Based on an assumed data delivery date in Nov 2022, Evidera estimates to complete data analysis in Jan 2023 and study report in August/September 2023. Once study report has been drafted, manuscripts will be prepared for submission to peer-reviewed journals and abstracts for conference presentation in Q3/Q4 2023.

These planned outputs will be designed with the intention of including sufficient information on methods to ensure research transparency and reproducibility. All types of results, including those sometimes seemed as unfavourable, will be published along with key code list used for case definition. The code lists refer to the SNOMED (https://termbrowser.nhs.uk/) and ICD-10 (https://icd.who.int/browse10/2019/en#/ ) diagnosis codes for identifying patients with COVID or long-COVID. The case definition refers to how cases (i.e., COVID and long COVID-19) are defined and identified from the requested datasets. The proposed study is descriptive in nature, e.g., estimating the size of populations that are not protected by COVID-19 vaccines. The incidence of COVID-19 and long COVID-19, and COVID-19-related healthcare service use, as opposed to estimating the effectiveness of certain treatments/vaccines. The aim is to understand the current health and economic burden of COVID-19. The plan is to publish results regardless of whether the estimates are high or low. With that said, given the data published on COVID dashboard (https://coronavirus.data.gov.uk/), it is unlikely to be low/unfavourable.

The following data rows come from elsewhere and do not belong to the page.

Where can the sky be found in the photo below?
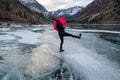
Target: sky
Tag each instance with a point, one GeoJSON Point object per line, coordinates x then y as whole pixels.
{"type": "Point", "coordinates": [52, 5]}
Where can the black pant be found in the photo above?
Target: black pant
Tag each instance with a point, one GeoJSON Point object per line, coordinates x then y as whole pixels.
{"type": "Point", "coordinates": [61, 35]}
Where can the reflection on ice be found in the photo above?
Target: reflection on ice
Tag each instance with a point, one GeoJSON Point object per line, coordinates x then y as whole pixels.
{"type": "Point", "coordinates": [42, 60]}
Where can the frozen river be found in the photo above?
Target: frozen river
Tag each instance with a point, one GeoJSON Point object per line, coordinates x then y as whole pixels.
{"type": "Point", "coordinates": [33, 54]}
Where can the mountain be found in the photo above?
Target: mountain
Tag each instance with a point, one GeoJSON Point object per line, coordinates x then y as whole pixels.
{"type": "Point", "coordinates": [67, 13]}
{"type": "Point", "coordinates": [99, 11]}
{"type": "Point", "coordinates": [35, 6]}
{"type": "Point", "coordinates": [13, 10]}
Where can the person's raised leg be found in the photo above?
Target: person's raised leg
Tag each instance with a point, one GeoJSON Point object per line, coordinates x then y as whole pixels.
{"type": "Point", "coordinates": [61, 44]}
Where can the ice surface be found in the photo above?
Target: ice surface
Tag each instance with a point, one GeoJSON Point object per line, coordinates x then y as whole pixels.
{"type": "Point", "coordinates": [27, 37]}
{"type": "Point", "coordinates": [88, 64]}
{"type": "Point", "coordinates": [96, 31]}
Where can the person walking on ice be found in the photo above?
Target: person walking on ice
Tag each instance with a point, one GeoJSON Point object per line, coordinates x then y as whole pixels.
{"type": "Point", "coordinates": [61, 32]}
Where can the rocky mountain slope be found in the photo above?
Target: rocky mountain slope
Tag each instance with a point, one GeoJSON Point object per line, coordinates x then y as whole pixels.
{"type": "Point", "coordinates": [35, 6]}
{"type": "Point", "coordinates": [100, 11]}
{"type": "Point", "coordinates": [13, 10]}
{"type": "Point", "coordinates": [67, 13]}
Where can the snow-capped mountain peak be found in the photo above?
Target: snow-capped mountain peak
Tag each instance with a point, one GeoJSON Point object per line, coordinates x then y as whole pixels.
{"type": "Point", "coordinates": [66, 12]}
{"type": "Point", "coordinates": [28, 1]}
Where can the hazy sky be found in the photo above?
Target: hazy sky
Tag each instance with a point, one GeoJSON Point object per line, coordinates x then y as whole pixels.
{"type": "Point", "coordinates": [51, 5]}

COVID-19 research results need to and will be interpreted in the wider context, e.g., social restrictions and movement, infection rate, vaccination/booster roll-out and availability of an-viral treatments.

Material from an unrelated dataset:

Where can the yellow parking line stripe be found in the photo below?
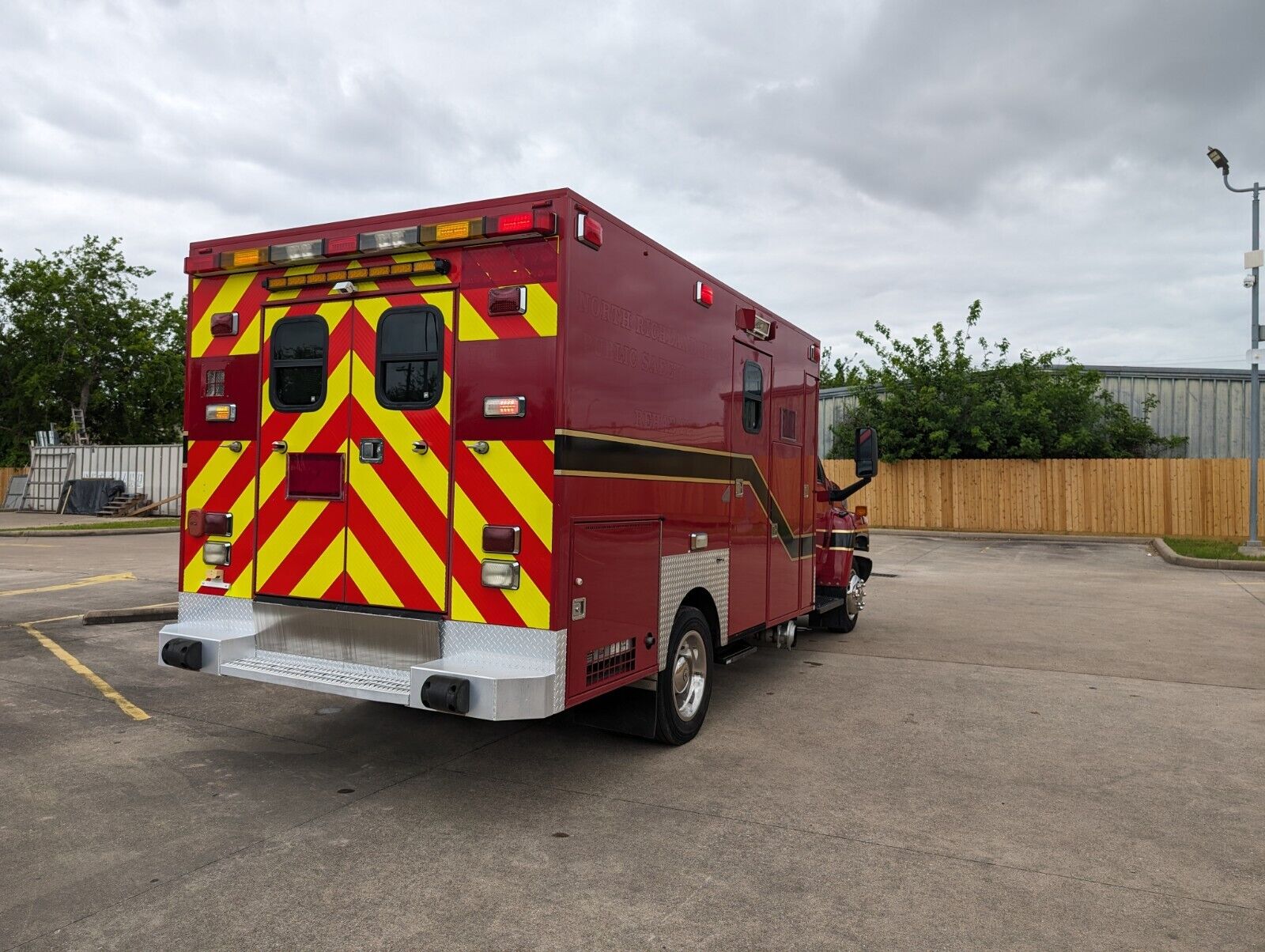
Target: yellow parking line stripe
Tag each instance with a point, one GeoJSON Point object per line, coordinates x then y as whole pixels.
{"type": "Point", "coordinates": [79, 667]}
{"type": "Point", "coordinates": [80, 584]}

This study is also exploring whether machine learning based methods can help with identifying risk profiles of vaccinated patients who experienced a composite outcome of COVID-19 hospitalisation or COVID-19-related death. As previously mentioned, machine learning methods will first identify all patients that have a COVID-19 hospitalisation or COVID-19 related death after 14 days of a COVID-19 vaccination (i.e., break through infections). Then clustering methods and supervised learning with nested cross-validation will be used to classify these patients into k clusters with similar characteristics. These results, details on the development of algorithms and lessons learned are also planned to be disseminated.